Он встает рядом, и я ему показываю на экране весь его пульпит, объясняю про кариозные полости и воспаление… А он не слушает. Вернее, слушает не то, что я говорю, а как. Видно, у него никак пазл не складывается. Ну и прекрасно!
– Ну что, Григорий, давайте лечиться? – он кивнул.
Ассистентка подает мне шприц с анестезией. Он весь сжимается. Ох уж эти мужчины – сильный пол. От вида иглы готовы в обморок упасть. А конкретно этот, так особо чувствительный, помню, как ему ссадины и синяки обрабатывала.
– Расслабьтесь! – говорю я. – Я постараюсь вас не обидеть.
Его глаза с расширенными зрачками недоверчиво смотрят на меня, на иглу. Еще бы пастушка Прасковья со шприцом это все равно что обезьяна с гранатой. Рот сжат плотно, а взгляд сфокусирован на острие иглы.
– А ты, то есть вы, точно врач? – выдавливает он из себя.
– Если хотите можете подождать и вас примет другой доктор, – спокойно говорю я. – Если я вас не устраиваю.
Он секунду размышляет и обреченно открывает рот. Пока делаю укол тихонько постанывает, – Все, все, миленький. Уже не колю. Вот и умница!
Зуб оказался сложным, раскрыла и депульпировала. Несколько раз гоняла пациента на снимок, когда меня удовлетворил результат установила временную пломбу.
– Зубик может побаливать, но это нормально, а так записывайтесь через недельку, ко мне или к своему доктору.
Он хотел что-то спросить, но я его опередила, – Есть можно, пить тоже.
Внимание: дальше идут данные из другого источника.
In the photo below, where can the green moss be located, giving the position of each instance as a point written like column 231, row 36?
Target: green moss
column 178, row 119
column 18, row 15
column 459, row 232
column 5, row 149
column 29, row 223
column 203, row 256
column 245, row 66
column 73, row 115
Все, идите Лакеев, у меня следующий пациент, мне нужно приготовиться.
Он вышел, а я смотрела и смотрела на дверь, пока меня не вывела из задумчивости Зиннаида.
– Прасковья Альбертовна, Ивашова по записи, – я провела по глазам.
– Зовите! – работа пошла своим чередом.
После приема вышла, моя машинка дружелюбно подмигнула мне, и тут меня кто-то подхватил под руку.
– Пусти! – крикнула я вырываясь.
– Да успокойся ты, три часа тут сижу, жду тебя! – Григорий, собственной персоной.
– Наркоз отошел? – спросила я его.
– Фогель значит, Прасковья Альбертовна значит. – констатировал он, отпуская меня. – Мой врач в отпуске, а зуб, ну ты знаешь… Мне говорят к доктору Фогель пойдете? А мне хоть Фогель хоть Гогель, я на стену от боли лез. Но я и подумать не мог, что это… ты.